Blockchain
Chorus One, a staking service provider for more than 40 blockchains and protocols, including Ethereum, Solana, Cosmos and Polkadot, joins a growing field of hosting service providers on the Urbit peer-to-peer network.
The new hosting platform, dubbed Red Horizon, marks the first foray into the Urbit network by a major blockchain or technology player that didn’t originally build within the tight-knit ecosystem, according to Chorus One’s Gary Lieberman.
Urbit is a peer-to-peer network that largely works by giving each user a “personal server” to store their own data; when users interact over the network, they each keep local records of those interactions.
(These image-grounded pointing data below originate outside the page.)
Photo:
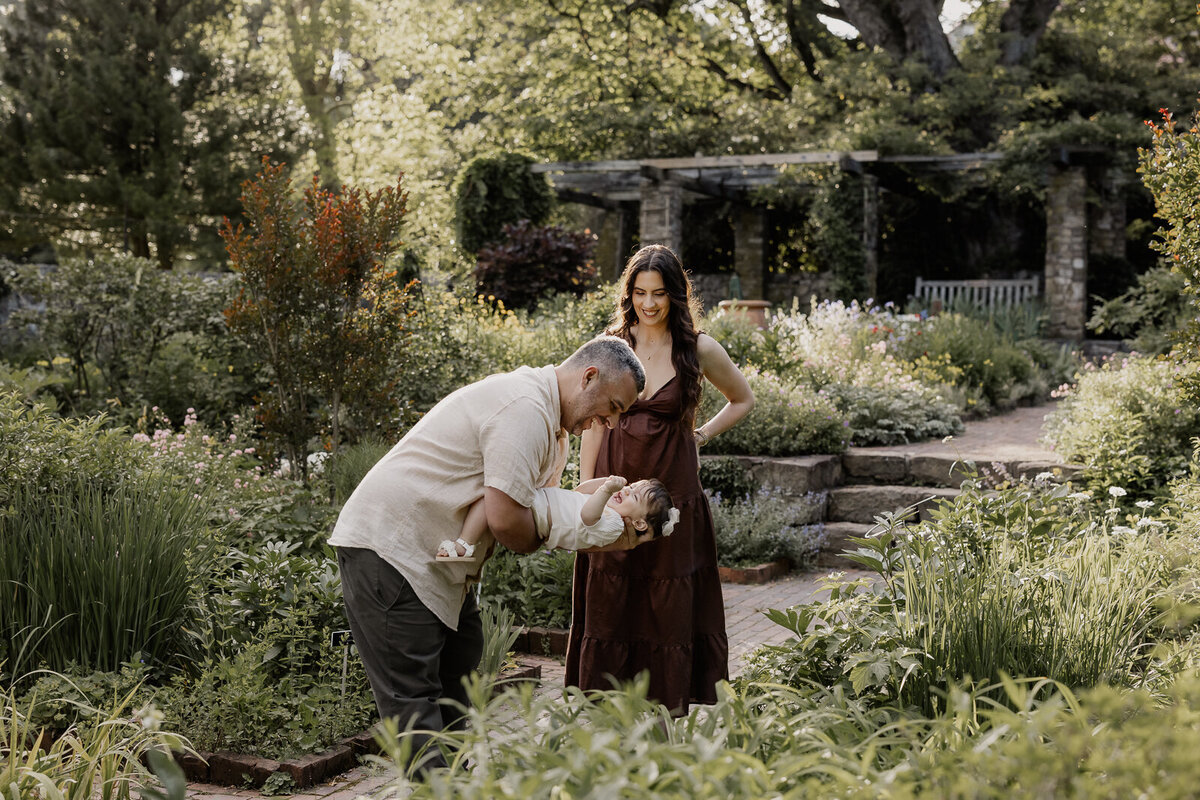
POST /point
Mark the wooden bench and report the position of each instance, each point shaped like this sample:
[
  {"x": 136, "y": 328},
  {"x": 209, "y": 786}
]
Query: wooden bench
[{"x": 982, "y": 293}]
It was started in 2002 well before the launch of Bitcoin in 2009.
The network is not technically a blockchain, but shares many of the same ideals, such as cutting out middlemen and centralized “Web2” applications that dominate online activity and profit in part by monetizing users’ data.
The new hosting service could be “ideal for the general public, DAOs and any other community interested in leaving MegaCorps behind,” according to Chorus One’s launch press release. A DAO is a decentralized, autonomous organization – a type of group governed by computer code and token holders, as opposed to a company owned by shareholders and managed by executives.
A common criticism of Urbit – recognized even by top developers within the ecosystem – is that it is complicated to understand and difficult to use. The introduction of hosting providers has come partly from an effort to attract more users, essentially making it easy for people to get an ID on the network for a fee.
In May, Josh Lehman, executive director of the Urbit Foundation (known as ~wolref-podlex on Urbit) gave a presentation at CoinDesk’s Consensus 2023 conference, noting that the number of IDs or “ships” on the network had increased over the past year. had risen dramatically as more hosting services became available.
A page on Urbit’s website shows a list of three hosting providers currently operating, including Tlon, the for-profit company that sponsored the network’s development through 2021.
Providing a hosting service for Urbit seemed like a natural extension of Chorus One’s staking services for blockchain networks, Lieberman told CoinDesk in an interview.
“We expect Urbit itself to be a product that many people will want to use,” said Lieberman, who goes through ~tiller toll bus on Urbit. “Hosting was kind of an obvious place to go.”